Dans tout ce qui a trait à la sensibilisation, au travail politique et aux revendications des droits en faveur des personnes concernées. Nous travaillons d’ailleurs aussi en étroite concertation avec la Fondation Romande en faveur des personnes Sourdaveugles (FRSA) et la Taubblinden-Hilfe. En résumé, on peut dire que l’UCBA s’engage en faveur des personnes en situation de surdicécité acquise, alors que la Tanne s’adresse plutôt aux personnes atteintes de surdicécité prélinguale, qui apparaît avant l’apprentissage du langage, c’est-à-dire généralement avant la deuxième année de vie.

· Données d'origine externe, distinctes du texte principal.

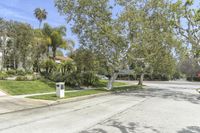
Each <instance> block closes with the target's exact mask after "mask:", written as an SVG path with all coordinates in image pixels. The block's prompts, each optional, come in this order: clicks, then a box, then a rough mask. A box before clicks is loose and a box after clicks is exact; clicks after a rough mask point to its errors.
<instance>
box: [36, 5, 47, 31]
mask: <svg viewBox="0 0 200 133" xmlns="http://www.w3.org/2000/svg"><path fill="white" fill-rule="evenodd" d="M34 14H35V17H36V18H37V19H38V20H39V28H40V27H41V24H42V21H43V20H45V19H46V18H47V14H48V13H47V12H46V10H45V9H41V8H36V9H35V10H34Z"/></svg>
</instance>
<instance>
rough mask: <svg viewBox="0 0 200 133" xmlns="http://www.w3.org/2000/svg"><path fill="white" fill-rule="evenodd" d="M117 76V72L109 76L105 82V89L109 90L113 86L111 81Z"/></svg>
mask: <svg viewBox="0 0 200 133" xmlns="http://www.w3.org/2000/svg"><path fill="white" fill-rule="evenodd" d="M117 76H118V74H117V73H114V74H112V76H111V77H110V79H109V81H108V84H107V90H111V89H112V88H113V82H114V81H115V79H116V78H117Z"/></svg>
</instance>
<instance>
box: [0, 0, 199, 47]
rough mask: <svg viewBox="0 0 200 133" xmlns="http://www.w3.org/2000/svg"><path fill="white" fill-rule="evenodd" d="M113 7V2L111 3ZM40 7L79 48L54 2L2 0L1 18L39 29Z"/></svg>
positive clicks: (66, 23)
mask: <svg viewBox="0 0 200 133" xmlns="http://www.w3.org/2000/svg"><path fill="white" fill-rule="evenodd" d="M194 1H195V3H196V4H195V5H197V3H198V4H199V3H200V2H199V0H194ZM110 4H111V5H113V0H111V2H110ZM37 7H40V8H44V9H46V11H47V12H48V16H47V19H46V20H45V21H44V22H48V23H49V24H50V25H52V26H60V25H65V26H66V27H67V29H68V31H67V38H71V39H73V40H74V41H75V42H76V47H78V46H79V45H78V41H77V40H78V39H77V37H76V36H75V35H73V34H72V33H71V31H70V27H69V25H66V24H67V23H66V21H65V18H64V16H60V14H59V13H58V11H57V9H56V8H55V7H54V0H0V17H2V18H4V19H7V20H10V19H12V20H17V21H23V22H26V23H29V24H31V25H32V27H34V28H38V27H39V22H38V21H37V19H36V18H35V17H34V15H33V11H34V10H35V8H37ZM114 10H115V11H114V12H115V13H117V12H119V11H120V9H119V7H116V8H115V9H114Z"/></svg>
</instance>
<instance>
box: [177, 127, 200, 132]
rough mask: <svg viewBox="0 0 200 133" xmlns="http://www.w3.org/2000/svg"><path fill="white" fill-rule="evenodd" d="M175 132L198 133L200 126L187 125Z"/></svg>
mask: <svg viewBox="0 0 200 133" xmlns="http://www.w3.org/2000/svg"><path fill="white" fill-rule="evenodd" d="M177 133H200V127H197V126H189V127H186V128H184V129H182V130H181V131H178V132H177Z"/></svg>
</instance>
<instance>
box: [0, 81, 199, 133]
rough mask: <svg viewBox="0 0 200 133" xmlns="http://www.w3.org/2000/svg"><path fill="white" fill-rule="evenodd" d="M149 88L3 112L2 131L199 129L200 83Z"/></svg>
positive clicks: (76, 130) (66, 130)
mask: <svg viewBox="0 0 200 133" xmlns="http://www.w3.org/2000/svg"><path fill="white" fill-rule="evenodd" d="M146 85H147V87H146V89H145V90H142V91H134V92H131V93H123V94H116V95H107V96H101V97H96V98H91V99H87V100H82V101H79V102H72V103H65V104H60V105H56V106H50V107H48V108H40V109H34V110H29V111H22V112H16V113H10V114H4V115H0V133H27V132H28V133H200V94H198V93H197V92H196V90H195V89H196V88H200V84H199V83H188V82H173V83H171V82H164V83H163V82H146Z"/></svg>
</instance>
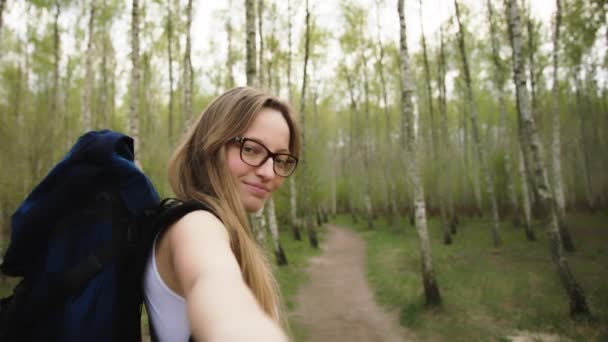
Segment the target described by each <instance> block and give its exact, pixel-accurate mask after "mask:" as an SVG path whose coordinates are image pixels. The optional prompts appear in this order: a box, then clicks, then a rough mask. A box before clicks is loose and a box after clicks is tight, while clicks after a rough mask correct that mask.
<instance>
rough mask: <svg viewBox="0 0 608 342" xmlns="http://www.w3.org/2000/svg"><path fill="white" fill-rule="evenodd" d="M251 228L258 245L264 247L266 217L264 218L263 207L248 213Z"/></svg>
mask: <svg viewBox="0 0 608 342" xmlns="http://www.w3.org/2000/svg"><path fill="white" fill-rule="evenodd" d="M250 220H251V229H252V230H253V234H254V235H255V239H256V241H257V242H258V244H259V245H260V247H262V248H265V247H266V218H264V207H262V208H260V210H258V211H256V212H255V213H253V214H250Z"/></svg>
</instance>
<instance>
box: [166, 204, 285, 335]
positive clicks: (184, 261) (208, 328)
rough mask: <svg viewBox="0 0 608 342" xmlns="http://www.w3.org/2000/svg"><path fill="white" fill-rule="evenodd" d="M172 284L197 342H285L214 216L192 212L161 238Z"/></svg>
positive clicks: (204, 212) (199, 211)
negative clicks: (166, 258)
mask: <svg viewBox="0 0 608 342" xmlns="http://www.w3.org/2000/svg"><path fill="white" fill-rule="evenodd" d="M165 238H166V239H168V245H169V251H170V252H169V258H170V261H171V263H172V266H173V269H174V274H175V277H176V279H175V280H176V282H177V284H178V286H179V288H180V290H181V291H180V292H181V293H182V294H183V295H184V298H185V299H186V304H187V309H188V319H189V320H190V325H191V327H192V335H193V336H194V338H195V339H197V340H200V341H286V340H287V338H286V337H285V335H284V333H283V332H282V331H281V329H280V328H279V326H278V325H277V324H276V323H275V322H274V321H273V320H272V319H271V318H270V317H269V316H268V315H266V314H265V312H264V311H263V310H262V308H261V307H260V305H259V304H258V302H257V301H256V299H255V297H254V295H253V293H252V292H251V290H250V289H249V288H248V287H247V285H246V284H245V282H244V281H243V277H242V275H241V270H240V267H239V265H238V263H237V261H236V258H235V256H234V254H233V253H232V250H231V248H230V240H229V236H228V231H227V230H226V228H225V227H224V225H223V224H222V223H221V222H220V221H219V220H218V219H217V218H216V217H215V216H213V215H212V214H210V213H208V212H204V211H195V212H192V213H190V214H188V215H186V216H184V218H182V219H181V220H179V221H178V222H177V223H176V224H175V225H174V226H173V227H172V228H171V229H170V230H169V231H168V232H167V236H166V237H165Z"/></svg>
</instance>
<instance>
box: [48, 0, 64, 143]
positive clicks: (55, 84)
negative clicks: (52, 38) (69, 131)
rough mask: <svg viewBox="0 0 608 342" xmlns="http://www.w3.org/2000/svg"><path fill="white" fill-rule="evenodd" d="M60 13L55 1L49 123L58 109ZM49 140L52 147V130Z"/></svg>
mask: <svg viewBox="0 0 608 342" xmlns="http://www.w3.org/2000/svg"><path fill="white" fill-rule="evenodd" d="M60 13H61V7H60V4H59V1H55V15H54V21H53V55H54V60H53V95H52V97H51V108H50V112H49V114H50V116H49V121H48V122H49V123H53V122H55V120H58V119H59V118H58V107H59V64H60V59H61V57H60V56H61V52H60V50H61V39H60V35H59V15H60ZM49 133H50V136H51V139H50V141H48V142H47V143H48V144H49V145H50V146H52V145H53V138H52V137H53V135H54V133H55V132H54V129H51V130H50V132H49Z"/></svg>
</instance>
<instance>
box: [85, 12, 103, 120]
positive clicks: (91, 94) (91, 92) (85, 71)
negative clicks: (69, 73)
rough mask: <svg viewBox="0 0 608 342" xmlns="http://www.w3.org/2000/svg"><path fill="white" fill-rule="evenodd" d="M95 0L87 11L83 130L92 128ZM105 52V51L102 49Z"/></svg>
mask: <svg viewBox="0 0 608 342" xmlns="http://www.w3.org/2000/svg"><path fill="white" fill-rule="evenodd" d="M96 4H97V2H96V1H91V8H90V11H89V27H88V30H89V32H88V33H89V39H88V41H87V57H86V66H85V79H86V81H85V84H84V98H83V101H82V126H83V129H84V130H85V131H90V130H91V128H92V121H93V120H92V117H91V109H92V107H93V101H92V99H91V98H92V96H93V83H94V81H93V37H94V32H93V30H94V27H95V12H96V11H97V6H96ZM104 53H105V51H104Z"/></svg>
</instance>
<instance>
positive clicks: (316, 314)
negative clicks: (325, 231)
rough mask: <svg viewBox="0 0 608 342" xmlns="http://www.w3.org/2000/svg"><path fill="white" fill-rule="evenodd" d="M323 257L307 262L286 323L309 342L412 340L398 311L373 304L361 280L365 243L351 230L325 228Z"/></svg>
mask: <svg viewBox="0 0 608 342" xmlns="http://www.w3.org/2000/svg"><path fill="white" fill-rule="evenodd" d="M321 251H322V254H321V255H319V256H317V257H314V258H312V259H311V261H310V266H309V267H308V272H309V276H310V280H309V282H308V283H307V284H306V285H303V286H302V287H301V288H300V291H299V293H298V294H297V296H296V303H297V304H296V309H295V311H294V312H293V313H292V317H291V319H292V320H294V321H295V322H296V323H297V324H298V325H299V326H301V327H302V328H303V329H305V330H306V331H307V338H308V340H310V341H315V342H323V341H332V342H333V341H366V342H373V341H405V340H407V341H412V340H416V338H415V337H414V336H413V335H412V334H411V333H410V332H408V331H406V330H405V328H403V327H401V326H400V325H399V318H398V313H397V312H392V313H387V312H385V311H384V310H383V309H382V308H381V307H380V306H379V305H378V304H377V303H376V301H375V299H374V295H373V292H372V290H371V289H370V287H369V285H368V283H367V279H366V276H365V265H366V263H365V254H366V253H365V242H364V241H363V240H362V239H361V238H360V237H359V236H358V235H357V233H355V232H353V231H352V230H350V229H345V228H340V227H337V226H334V225H329V226H328V227H327V236H326V237H325V239H324V242H323V244H322V245H321Z"/></svg>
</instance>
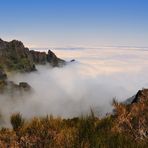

En tant que directeur sortant de la Tanne et que futur président de Deafblind International (DBI), vous êtes également en contact permanent avec l’Union européenne des sourds-aveugles. Dans quels domaines l’UE est-elle meilleure que la Suisse en termes de surdicécité ?
Depuis 2004, l’UE a adopté une déclaration qui reconnaît les droits et les besoins spécifiques des personnes en situation de surdicécité, comme le droit à un système d’accompagnement 1:1 par une personne spécialement formée à l’assistance en communication. En Allemagne par exemple, la déclaration a conduit à la mention « Taubblind» (« TBI », pour : sourdaveugle) sur la carte nationale d’invalidité. Ainsi, dans la loi allemande sur l’inclusion, la surdicécité est reconnue comme une forme de handicap spécifique à part entière. A l’inverse, le Conseil fédéral vient de décider qu’il n’y a pour l’heure pas de nécessité de prendre des mesures spécifiques en vue de soutenir les enfants concernés.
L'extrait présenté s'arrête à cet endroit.